When using gas and gas cooking utensils, remember that people should not stay away from them. Strictly prevent the overflow pot from pouring out the cooking fire, resulting in the overflow of gas and gas. Check whether the cooking utensils are completely closed after use.
The gas tank, pressure reducing valve, leather hose and gas and gas pipeline of gas and gas stove are repaired regularly. If the problem such as aging, damage, rust, leakage, or lax closure is found, it should be replaced and maintained in time.
When using gas and gas cookers at home, it is best to install CO gas detectors and check and maintain them regularly to ensure the normal operation of the detectors.
4, small oil and steam generators
Do not use small oil and steam generators indoors, in garages, basements and other places. Use them outdoors and keep them away from doors and Windows, ventilation and exhaust devices.
Add carbon monoxide (CO) sensors to small oil and gas generators to detect buildup of potentially deadly gas CO. CO sensors detect and track carbon monoxide – can shut down the machine in an emergency to avoid carbon monoxide poisoning.
When the car is parked in the garage, basement, do not let the car engine continue to run; When the car is stopped, do not leave the air conditioner on for a long time. Do not sleep in the car with the Windows and doors closed and the air conditioner on.
Check your car’s exhaust system regularly to prevent carbon monoxide leaks from the exhaust system.

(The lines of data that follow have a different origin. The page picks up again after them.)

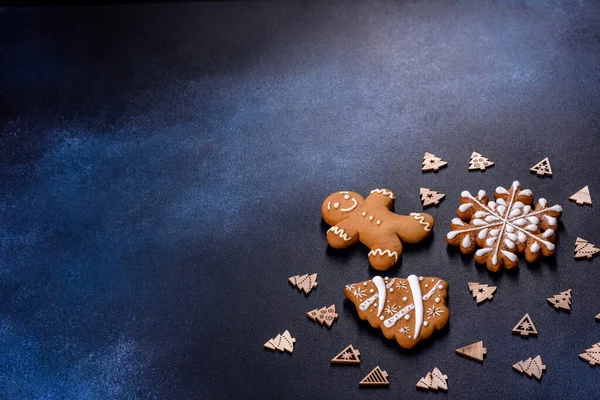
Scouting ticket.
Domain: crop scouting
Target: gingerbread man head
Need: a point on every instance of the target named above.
(353, 218)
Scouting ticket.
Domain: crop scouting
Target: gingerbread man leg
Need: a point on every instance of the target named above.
(385, 252)
(342, 235)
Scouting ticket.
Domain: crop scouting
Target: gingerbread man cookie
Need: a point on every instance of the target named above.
(353, 218)
(406, 309)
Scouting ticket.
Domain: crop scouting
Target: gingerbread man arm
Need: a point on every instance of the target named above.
(413, 228)
(343, 235)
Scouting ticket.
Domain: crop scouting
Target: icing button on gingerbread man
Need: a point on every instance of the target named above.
(370, 221)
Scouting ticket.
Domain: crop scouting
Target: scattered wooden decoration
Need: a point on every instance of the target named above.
(584, 249)
(481, 291)
(582, 197)
(282, 342)
(431, 197)
(476, 351)
(434, 380)
(349, 355)
(479, 162)
(432, 163)
(525, 326)
(304, 282)
(592, 355)
(542, 168)
(561, 301)
(325, 315)
(377, 377)
(531, 367)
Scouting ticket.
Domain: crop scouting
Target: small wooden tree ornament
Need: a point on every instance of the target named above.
(592, 355)
(434, 380)
(325, 315)
(304, 282)
(282, 342)
(476, 351)
(377, 377)
(481, 291)
(479, 162)
(430, 197)
(432, 163)
(531, 367)
(582, 197)
(525, 327)
(584, 249)
(349, 355)
(542, 168)
(561, 301)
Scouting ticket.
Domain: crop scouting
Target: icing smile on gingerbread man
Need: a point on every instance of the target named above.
(371, 222)
(337, 205)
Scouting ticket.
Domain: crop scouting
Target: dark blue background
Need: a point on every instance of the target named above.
(163, 167)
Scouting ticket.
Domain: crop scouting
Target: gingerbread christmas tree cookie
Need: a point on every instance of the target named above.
(406, 309)
(431, 162)
(371, 222)
(505, 227)
(324, 315)
(592, 355)
(531, 367)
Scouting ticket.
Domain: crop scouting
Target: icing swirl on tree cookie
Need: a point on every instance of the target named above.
(420, 304)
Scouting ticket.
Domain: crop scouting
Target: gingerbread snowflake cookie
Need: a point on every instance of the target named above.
(504, 227)
(353, 218)
(407, 309)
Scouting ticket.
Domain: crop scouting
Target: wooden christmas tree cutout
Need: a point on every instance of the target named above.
(542, 168)
(377, 377)
(479, 162)
(584, 249)
(561, 301)
(525, 327)
(325, 315)
(531, 367)
(582, 197)
(431, 197)
(476, 351)
(304, 282)
(592, 355)
(349, 355)
(282, 342)
(432, 163)
(481, 291)
(434, 380)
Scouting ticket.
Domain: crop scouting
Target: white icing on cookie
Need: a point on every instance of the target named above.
(384, 192)
(415, 288)
(380, 252)
(340, 232)
(421, 220)
(380, 284)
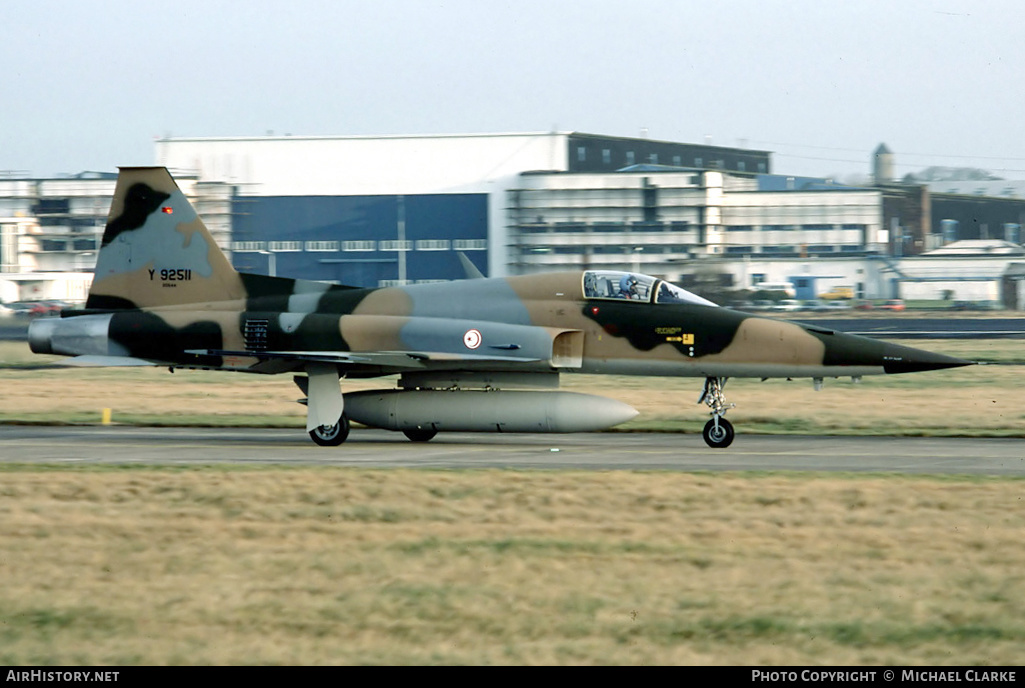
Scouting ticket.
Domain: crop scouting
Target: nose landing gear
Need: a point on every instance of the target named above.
(718, 433)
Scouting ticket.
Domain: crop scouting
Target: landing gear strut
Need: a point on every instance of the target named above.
(420, 434)
(718, 433)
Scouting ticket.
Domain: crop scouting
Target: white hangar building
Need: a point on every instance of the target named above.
(375, 210)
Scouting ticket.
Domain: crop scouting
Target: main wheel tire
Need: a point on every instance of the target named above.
(331, 436)
(718, 437)
(419, 434)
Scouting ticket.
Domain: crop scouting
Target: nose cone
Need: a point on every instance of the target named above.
(907, 359)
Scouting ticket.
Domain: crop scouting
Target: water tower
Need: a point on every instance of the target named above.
(883, 164)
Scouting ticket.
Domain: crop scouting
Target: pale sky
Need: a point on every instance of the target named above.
(87, 85)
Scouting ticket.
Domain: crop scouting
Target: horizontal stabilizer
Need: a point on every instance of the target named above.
(108, 362)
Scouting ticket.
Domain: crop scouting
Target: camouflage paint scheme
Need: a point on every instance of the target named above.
(165, 293)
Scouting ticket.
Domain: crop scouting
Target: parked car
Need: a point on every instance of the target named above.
(816, 305)
(838, 292)
(893, 305)
(787, 306)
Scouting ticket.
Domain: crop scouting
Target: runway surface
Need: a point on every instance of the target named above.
(591, 451)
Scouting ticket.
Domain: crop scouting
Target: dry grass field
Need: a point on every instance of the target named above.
(216, 565)
(338, 566)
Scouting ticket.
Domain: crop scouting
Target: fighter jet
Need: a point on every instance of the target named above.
(479, 355)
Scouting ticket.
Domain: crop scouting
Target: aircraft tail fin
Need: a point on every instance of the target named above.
(156, 251)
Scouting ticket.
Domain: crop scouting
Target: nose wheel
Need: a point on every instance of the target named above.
(718, 433)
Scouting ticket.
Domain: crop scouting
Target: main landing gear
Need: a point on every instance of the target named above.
(718, 433)
(331, 436)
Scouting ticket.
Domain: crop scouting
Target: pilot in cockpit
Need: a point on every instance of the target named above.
(628, 286)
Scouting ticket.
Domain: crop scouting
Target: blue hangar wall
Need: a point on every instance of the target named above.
(355, 240)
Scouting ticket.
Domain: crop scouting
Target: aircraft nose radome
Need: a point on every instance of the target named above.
(897, 359)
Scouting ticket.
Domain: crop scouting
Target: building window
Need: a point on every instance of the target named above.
(469, 244)
(247, 245)
(322, 245)
(433, 244)
(359, 245)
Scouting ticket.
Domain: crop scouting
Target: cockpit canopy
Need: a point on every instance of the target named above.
(634, 286)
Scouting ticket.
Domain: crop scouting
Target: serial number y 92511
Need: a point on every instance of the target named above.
(171, 275)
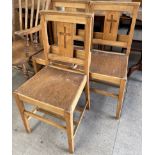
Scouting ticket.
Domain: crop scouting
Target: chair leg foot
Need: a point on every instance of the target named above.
(120, 98)
(70, 130)
(21, 108)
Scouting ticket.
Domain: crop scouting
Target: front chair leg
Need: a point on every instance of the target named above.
(25, 71)
(120, 98)
(35, 66)
(70, 131)
(21, 108)
(87, 94)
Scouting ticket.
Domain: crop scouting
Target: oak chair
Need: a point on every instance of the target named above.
(27, 40)
(63, 5)
(55, 90)
(111, 67)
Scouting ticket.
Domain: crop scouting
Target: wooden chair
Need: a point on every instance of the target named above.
(27, 43)
(64, 86)
(63, 5)
(111, 67)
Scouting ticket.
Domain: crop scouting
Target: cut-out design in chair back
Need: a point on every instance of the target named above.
(111, 13)
(29, 12)
(65, 39)
(64, 50)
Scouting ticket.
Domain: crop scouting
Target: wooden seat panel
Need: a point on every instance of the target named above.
(46, 86)
(109, 64)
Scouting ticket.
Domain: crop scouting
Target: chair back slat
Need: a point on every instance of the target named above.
(111, 13)
(64, 51)
(72, 6)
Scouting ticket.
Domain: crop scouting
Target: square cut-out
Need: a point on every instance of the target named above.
(65, 39)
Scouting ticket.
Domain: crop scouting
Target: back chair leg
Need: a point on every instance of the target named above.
(70, 131)
(120, 98)
(25, 71)
(21, 108)
(35, 66)
(87, 94)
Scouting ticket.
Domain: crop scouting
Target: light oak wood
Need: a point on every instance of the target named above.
(28, 42)
(112, 67)
(56, 90)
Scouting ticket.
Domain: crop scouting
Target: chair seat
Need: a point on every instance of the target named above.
(53, 86)
(109, 64)
(18, 52)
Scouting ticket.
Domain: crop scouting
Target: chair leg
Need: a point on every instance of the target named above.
(70, 130)
(87, 94)
(21, 108)
(120, 98)
(35, 66)
(25, 71)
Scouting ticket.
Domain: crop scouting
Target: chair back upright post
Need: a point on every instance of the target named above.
(111, 11)
(29, 15)
(63, 51)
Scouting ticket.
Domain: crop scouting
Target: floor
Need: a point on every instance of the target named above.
(99, 134)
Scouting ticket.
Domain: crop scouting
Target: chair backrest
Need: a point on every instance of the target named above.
(71, 5)
(111, 12)
(64, 51)
(29, 12)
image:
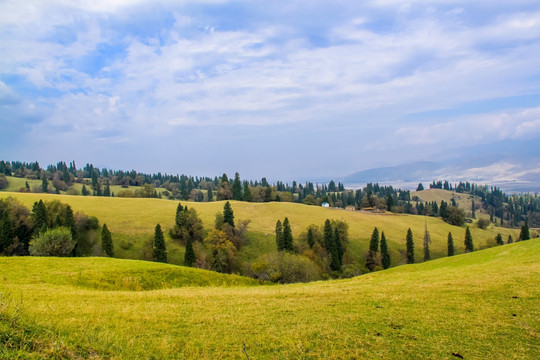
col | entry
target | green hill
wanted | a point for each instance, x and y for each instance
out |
(132, 222)
(482, 305)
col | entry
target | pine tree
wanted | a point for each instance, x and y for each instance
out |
(287, 236)
(6, 232)
(410, 247)
(524, 234)
(228, 214)
(371, 260)
(427, 240)
(385, 256)
(311, 240)
(237, 188)
(189, 256)
(450, 244)
(279, 236)
(469, 246)
(160, 253)
(106, 241)
(338, 259)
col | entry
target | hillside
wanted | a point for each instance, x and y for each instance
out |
(132, 222)
(480, 305)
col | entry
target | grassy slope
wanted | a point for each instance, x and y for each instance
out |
(135, 219)
(480, 305)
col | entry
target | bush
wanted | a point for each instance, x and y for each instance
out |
(483, 223)
(53, 242)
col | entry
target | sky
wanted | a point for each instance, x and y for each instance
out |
(276, 89)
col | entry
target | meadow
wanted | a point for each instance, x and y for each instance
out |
(481, 305)
(132, 222)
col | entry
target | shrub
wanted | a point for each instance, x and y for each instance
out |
(53, 242)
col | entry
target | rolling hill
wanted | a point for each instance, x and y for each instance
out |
(480, 305)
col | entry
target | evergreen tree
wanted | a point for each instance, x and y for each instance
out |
(160, 252)
(410, 247)
(385, 256)
(371, 260)
(311, 240)
(427, 240)
(189, 256)
(279, 236)
(237, 188)
(228, 214)
(469, 246)
(106, 241)
(338, 258)
(287, 236)
(6, 233)
(524, 234)
(450, 244)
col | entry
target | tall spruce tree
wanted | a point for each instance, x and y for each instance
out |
(450, 244)
(279, 236)
(371, 260)
(469, 246)
(106, 241)
(228, 214)
(410, 247)
(524, 234)
(237, 188)
(160, 252)
(189, 256)
(385, 256)
(311, 240)
(427, 240)
(6, 233)
(287, 236)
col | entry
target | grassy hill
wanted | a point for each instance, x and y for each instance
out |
(480, 305)
(132, 222)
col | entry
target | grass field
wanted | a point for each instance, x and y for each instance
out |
(132, 222)
(483, 305)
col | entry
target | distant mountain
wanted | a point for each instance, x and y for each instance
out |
(512, 173)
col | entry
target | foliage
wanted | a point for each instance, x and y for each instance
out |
(106, 241)
(53, 242)
(160, 252)
(469, 246)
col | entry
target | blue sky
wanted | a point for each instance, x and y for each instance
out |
(285, 90)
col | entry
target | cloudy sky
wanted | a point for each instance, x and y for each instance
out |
(282, 89)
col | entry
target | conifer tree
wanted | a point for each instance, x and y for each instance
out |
(160, 252)
(450, 244)
(524, 234)
(371, 260)
(279, 236)
(427, 240)
(189, 256)
(410, 247)
(311, 240)
(237, 188)
(469, 246)
(6, 232)
(106, 241)
(228, 214)
(287, 236)
(385, 256)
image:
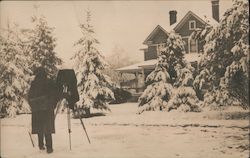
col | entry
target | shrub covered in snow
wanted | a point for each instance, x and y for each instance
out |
(121, 96)
(184, 98)
(226, 58)
(93, 84)
(159, 81)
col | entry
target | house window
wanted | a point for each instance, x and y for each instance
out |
(193, 46)
(192, 25)
(159, 48)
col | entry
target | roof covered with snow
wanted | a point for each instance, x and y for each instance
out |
(138, 67)
(150, 64)
(201, 17)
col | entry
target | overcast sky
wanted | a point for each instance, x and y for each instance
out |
(117, 23)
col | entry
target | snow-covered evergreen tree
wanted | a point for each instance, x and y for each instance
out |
(15, 72)
(159, 82)
(93, 85)
(226, 58)
(42, 47)
(184, 98)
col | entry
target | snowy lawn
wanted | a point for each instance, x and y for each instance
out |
(124, 134)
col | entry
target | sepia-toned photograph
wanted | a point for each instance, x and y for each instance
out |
(124, 79)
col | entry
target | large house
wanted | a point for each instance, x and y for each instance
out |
(184, 27)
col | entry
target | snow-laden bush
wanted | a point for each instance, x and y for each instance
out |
(93, 84)
(159, 82)
(226, 52)
(184, 99)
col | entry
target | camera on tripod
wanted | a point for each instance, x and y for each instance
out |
(67, 85)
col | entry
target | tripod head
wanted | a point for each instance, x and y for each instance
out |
(67, 84)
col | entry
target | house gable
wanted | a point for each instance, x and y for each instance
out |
(158, 35)
(184, 27)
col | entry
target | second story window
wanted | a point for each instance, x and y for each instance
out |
(159, 48)
(192, 25)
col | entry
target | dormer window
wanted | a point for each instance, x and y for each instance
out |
(159, 48)
(192, 25)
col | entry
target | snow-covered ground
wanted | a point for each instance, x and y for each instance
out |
(124, 134)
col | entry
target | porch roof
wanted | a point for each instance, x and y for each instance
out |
(150, 64)
(138, 66)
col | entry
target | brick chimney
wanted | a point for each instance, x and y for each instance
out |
(172, 17)
(215, 10)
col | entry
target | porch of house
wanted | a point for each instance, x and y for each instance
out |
(138, 72)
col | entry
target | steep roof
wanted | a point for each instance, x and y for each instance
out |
(151, 35)
(202, 18)
(138, 67)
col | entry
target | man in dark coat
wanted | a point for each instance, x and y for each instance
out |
(43, 98)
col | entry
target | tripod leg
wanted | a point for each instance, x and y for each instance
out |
(69, 128)
(80, 117)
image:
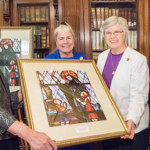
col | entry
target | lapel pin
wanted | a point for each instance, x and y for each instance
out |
(128, 59)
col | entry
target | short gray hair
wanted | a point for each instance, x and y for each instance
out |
(115, 20)
(61, 27)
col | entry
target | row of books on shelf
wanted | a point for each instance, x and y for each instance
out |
(99, 14)
(34, 14)
(99, 44)
(115, 0)
(41, 36)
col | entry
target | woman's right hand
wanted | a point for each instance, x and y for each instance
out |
(40, 141)
(37, 140)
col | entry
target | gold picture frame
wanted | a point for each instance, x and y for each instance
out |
(33, 70)
(25, 34)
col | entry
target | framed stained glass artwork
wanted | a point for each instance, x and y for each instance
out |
(69, 101)
(15, 42)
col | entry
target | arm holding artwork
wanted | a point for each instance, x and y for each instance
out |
(37, 140)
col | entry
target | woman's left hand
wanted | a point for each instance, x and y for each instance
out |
(130, 130)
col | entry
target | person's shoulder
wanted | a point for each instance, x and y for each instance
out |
(105, 52)
(77, 55)
(135, 54)
(52, 55)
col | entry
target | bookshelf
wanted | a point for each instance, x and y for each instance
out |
(102, 9)
(37, 17)
(42, 15)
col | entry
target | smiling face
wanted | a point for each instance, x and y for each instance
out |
(115, 38)
(65, 43)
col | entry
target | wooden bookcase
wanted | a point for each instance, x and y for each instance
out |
(42, 15)
(78, 14)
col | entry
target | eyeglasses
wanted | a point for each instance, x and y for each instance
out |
(116, 33)
(63, 23)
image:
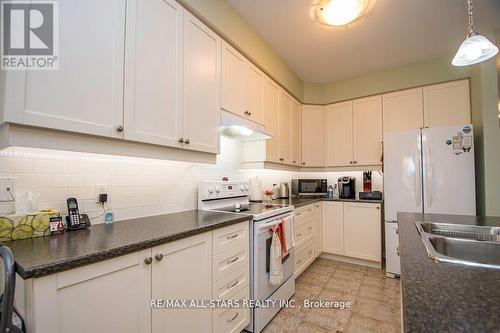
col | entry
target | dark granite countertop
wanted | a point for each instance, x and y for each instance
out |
(298, 202)
(445, 297)
(42, 256)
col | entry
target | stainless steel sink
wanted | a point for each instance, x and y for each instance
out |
(461, 244)
(461, 231)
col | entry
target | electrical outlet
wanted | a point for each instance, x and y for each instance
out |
(100, 189)
(7, 189)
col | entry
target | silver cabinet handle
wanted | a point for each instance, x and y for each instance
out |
(230, 261)
(233, 284)
(235, 316)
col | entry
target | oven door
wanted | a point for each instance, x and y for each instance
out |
(262, 249)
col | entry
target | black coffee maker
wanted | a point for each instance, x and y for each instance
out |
(347, 187)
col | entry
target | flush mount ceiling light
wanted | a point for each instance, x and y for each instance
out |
(342, 12)
(475, 48)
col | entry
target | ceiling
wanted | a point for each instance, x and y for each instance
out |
(392, 34)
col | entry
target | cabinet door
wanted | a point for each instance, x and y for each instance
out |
(110, 296)
(184, 272)
(367, 117)
(85, 95)
(233, 80)
(403, 110)
(271, 117)
(153, 72)
(362, 231)
(447, 104)
(333, 227)
(295, 134)
(318, 229)
(313, 136)
(285, 107)
(339, 134)
(201, 115)
(254, 94)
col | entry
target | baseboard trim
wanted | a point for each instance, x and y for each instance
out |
(350, 260)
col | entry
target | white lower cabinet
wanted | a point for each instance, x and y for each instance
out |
(182, 270)
(353, 230)
(304, 232)
(115, 295)
(109, 296)
(333, 227)
(318, 229)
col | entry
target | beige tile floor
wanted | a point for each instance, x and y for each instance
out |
(375, 301)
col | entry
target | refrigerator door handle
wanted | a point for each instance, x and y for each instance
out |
(428, 177)
(416, 179)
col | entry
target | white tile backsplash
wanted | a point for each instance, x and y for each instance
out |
(136, 187)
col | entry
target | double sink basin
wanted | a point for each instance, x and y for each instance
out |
(470, 245)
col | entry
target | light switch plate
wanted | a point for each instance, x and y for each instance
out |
(100, 189)
(5, 184)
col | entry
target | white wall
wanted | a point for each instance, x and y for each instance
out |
(137, 187)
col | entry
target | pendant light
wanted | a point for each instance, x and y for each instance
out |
(475, 48)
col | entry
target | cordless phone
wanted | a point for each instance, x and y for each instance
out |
(75, 220)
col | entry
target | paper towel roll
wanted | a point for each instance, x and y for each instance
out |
(255, 189)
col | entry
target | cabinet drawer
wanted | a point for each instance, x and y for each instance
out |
(304, 256)
(303, 232)
(303, 214)
(230, 261)
(232, 319)
(229, 237)
(231, 284)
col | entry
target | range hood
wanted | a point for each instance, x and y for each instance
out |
(235, 126)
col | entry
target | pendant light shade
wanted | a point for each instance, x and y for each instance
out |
(475, 48)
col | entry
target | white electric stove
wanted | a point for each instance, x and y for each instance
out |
(233, 197)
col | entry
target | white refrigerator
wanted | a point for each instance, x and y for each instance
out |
(430, 170)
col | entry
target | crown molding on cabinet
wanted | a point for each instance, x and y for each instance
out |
(25, 136)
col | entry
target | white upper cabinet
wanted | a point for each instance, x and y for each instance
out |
(313, 136)
(285, 108)
(447, 104)
(295, 143)
(339, 134)
(201, 106)
(233, 80)
(153, 72)
(242, 87)
(254, 94)
(271, 118)
(86, 94)
(367, 124)
(403, 110)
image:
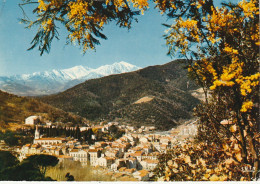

If you want to prevent carbon monoxide poisoning, it is advisable to install a CO gas detector.
CO gas detector is specially used to detect carbon monoxide concentration in the air equipment, can timely alarm when carbon monoxide concentration exceeds the standard, through the linkage device can also timely open the window or exhaust fan for ventilation, so that people away from the damage of carbon monoxide.
In addition, carbon monoxide sensor is one of the core components of carbon monoxide detector, so it is very important to choose a carbon monoxide gas sensor with good repeatability and stability.